I was not a wienie when I pushed my IV pole across the hospital courtyard an hour after I got out of recovery room following my second breast surgery in two weeks' time. It was New Year's eve 1999, the eve of the millenium. Snow spit from a slate sky as I navigated two surgical drains and a morphine drip, my winter coat loosely around my shoulders. What motivated this Herculean effort? I wanted a cigarette!

I was not a wienie when I drove myself to chemotherapy and endured that poison.

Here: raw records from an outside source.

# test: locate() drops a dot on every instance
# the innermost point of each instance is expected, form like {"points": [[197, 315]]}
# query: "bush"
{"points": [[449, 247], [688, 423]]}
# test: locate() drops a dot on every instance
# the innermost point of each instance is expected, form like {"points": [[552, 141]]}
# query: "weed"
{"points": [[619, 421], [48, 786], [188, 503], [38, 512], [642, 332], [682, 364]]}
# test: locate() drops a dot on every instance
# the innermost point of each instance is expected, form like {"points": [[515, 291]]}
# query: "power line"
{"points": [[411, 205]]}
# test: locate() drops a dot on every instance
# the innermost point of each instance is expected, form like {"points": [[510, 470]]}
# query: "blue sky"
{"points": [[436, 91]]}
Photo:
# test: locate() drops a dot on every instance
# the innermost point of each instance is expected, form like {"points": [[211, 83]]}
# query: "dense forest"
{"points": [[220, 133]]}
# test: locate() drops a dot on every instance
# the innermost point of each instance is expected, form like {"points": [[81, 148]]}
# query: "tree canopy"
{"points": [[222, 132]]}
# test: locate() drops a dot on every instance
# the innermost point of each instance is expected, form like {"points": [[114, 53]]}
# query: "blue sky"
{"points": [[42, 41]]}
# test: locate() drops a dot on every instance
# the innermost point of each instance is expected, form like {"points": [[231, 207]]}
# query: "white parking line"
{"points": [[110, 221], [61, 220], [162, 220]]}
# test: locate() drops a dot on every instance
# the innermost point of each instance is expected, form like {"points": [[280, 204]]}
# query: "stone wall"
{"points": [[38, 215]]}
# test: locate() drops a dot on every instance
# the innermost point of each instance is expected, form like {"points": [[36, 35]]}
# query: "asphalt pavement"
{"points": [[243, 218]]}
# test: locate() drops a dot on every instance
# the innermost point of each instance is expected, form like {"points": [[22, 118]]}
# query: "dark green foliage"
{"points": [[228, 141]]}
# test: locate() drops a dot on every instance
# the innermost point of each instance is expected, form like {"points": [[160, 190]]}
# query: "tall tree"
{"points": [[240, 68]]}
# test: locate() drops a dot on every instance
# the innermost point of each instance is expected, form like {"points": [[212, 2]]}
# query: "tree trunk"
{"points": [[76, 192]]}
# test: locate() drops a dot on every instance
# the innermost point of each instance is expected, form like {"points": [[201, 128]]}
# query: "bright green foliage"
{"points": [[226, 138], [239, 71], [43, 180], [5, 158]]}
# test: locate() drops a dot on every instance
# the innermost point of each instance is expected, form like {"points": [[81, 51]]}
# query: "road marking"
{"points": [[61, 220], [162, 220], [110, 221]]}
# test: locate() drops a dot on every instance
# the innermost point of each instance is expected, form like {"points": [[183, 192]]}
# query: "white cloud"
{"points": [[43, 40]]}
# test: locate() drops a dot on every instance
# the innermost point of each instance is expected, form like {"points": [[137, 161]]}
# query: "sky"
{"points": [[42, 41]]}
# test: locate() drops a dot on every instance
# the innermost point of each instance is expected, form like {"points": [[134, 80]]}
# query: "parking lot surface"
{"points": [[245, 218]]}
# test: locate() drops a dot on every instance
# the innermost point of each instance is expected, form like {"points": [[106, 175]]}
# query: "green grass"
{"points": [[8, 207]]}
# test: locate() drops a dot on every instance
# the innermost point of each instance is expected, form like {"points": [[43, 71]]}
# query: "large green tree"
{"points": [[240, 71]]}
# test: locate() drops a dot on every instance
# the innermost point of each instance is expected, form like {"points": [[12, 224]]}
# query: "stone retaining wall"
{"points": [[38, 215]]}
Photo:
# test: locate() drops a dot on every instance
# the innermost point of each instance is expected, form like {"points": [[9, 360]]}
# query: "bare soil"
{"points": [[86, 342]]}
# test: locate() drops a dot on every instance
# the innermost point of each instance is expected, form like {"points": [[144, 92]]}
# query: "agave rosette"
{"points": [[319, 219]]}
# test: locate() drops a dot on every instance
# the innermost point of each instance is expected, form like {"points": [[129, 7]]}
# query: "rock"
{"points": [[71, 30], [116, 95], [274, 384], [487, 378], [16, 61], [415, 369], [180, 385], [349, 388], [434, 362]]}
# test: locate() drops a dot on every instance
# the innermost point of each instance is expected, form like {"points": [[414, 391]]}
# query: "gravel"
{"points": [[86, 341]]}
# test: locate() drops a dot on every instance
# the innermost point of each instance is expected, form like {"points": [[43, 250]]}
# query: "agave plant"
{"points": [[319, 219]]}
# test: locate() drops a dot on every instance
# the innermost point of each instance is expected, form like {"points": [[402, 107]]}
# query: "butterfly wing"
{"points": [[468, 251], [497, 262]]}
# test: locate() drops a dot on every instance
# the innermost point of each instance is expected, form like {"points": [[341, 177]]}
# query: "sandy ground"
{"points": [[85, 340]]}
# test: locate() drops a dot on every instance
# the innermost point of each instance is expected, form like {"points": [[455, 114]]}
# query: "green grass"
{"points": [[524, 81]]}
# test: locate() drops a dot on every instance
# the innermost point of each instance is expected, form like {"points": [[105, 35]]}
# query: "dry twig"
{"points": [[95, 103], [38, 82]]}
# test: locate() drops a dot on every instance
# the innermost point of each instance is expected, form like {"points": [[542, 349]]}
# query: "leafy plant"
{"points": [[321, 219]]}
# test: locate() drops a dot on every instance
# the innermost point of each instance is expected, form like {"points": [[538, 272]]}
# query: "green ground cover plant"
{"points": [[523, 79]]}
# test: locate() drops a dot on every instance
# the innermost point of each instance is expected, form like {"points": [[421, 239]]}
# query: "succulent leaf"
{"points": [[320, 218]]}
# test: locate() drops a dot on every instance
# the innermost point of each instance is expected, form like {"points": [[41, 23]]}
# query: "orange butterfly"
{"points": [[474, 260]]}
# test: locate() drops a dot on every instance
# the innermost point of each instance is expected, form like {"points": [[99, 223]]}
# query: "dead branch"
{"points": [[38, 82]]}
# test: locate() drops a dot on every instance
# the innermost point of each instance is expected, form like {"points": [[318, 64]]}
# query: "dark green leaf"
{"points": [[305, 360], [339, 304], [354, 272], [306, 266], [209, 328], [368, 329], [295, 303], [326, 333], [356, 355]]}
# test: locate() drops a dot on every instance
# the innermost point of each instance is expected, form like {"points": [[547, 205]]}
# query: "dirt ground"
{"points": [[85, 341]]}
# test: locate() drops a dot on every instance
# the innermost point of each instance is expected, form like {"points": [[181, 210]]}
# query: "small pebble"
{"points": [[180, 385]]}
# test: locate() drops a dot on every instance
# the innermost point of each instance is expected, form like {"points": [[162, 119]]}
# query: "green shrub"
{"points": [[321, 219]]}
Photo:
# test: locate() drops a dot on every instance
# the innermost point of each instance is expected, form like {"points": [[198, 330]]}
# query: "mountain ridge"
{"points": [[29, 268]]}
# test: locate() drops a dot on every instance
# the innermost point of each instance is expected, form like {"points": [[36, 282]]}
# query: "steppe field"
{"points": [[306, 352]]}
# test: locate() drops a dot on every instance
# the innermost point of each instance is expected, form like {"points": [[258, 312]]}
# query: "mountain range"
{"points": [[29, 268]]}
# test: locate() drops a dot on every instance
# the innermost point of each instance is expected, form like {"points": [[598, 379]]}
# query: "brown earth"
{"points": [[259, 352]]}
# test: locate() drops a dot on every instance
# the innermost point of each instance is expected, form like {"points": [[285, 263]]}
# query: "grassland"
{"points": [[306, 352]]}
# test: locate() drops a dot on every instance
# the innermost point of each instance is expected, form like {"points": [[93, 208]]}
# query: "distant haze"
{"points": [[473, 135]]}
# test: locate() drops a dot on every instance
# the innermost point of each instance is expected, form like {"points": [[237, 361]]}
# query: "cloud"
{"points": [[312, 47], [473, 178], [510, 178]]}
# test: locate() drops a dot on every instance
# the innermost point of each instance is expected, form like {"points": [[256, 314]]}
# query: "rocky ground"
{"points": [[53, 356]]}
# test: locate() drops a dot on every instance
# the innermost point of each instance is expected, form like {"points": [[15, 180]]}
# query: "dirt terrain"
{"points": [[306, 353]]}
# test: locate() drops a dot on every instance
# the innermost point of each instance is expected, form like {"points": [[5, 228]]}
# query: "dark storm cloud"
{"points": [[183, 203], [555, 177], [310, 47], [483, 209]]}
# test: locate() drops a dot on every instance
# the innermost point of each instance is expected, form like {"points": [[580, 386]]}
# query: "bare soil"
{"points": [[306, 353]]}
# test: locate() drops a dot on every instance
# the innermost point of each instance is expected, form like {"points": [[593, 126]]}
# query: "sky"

I was not a wienie when I got third-degree burns from radiation and figured out how to treat my wounds myself since the radiation oncologist seemed helpless to provide a solution (put VERY CLEAN room temperature wet washcloths on the burn until the cloth is warm to the touch, remove, re-wet, replace, repeat until the heat stops being given off through the burn. This will take literally hours but works with all burns to stop subsequent damage).



In 1992, when I sat with my brother at University of Cincinnati Burn ICU after he suffered third-degree burns over 80% of his body and bagged him with an Ambu bag so the staff had more hands to quickly change his bandages so he wouldn't have to suffer as long, or assured him I'd take care of the leprechaun he hallucinated while he was weaning off morphine and on methadone, or when I made the unilateral decision for the surgeons not to amputate both his forearms – nope, not a wienie.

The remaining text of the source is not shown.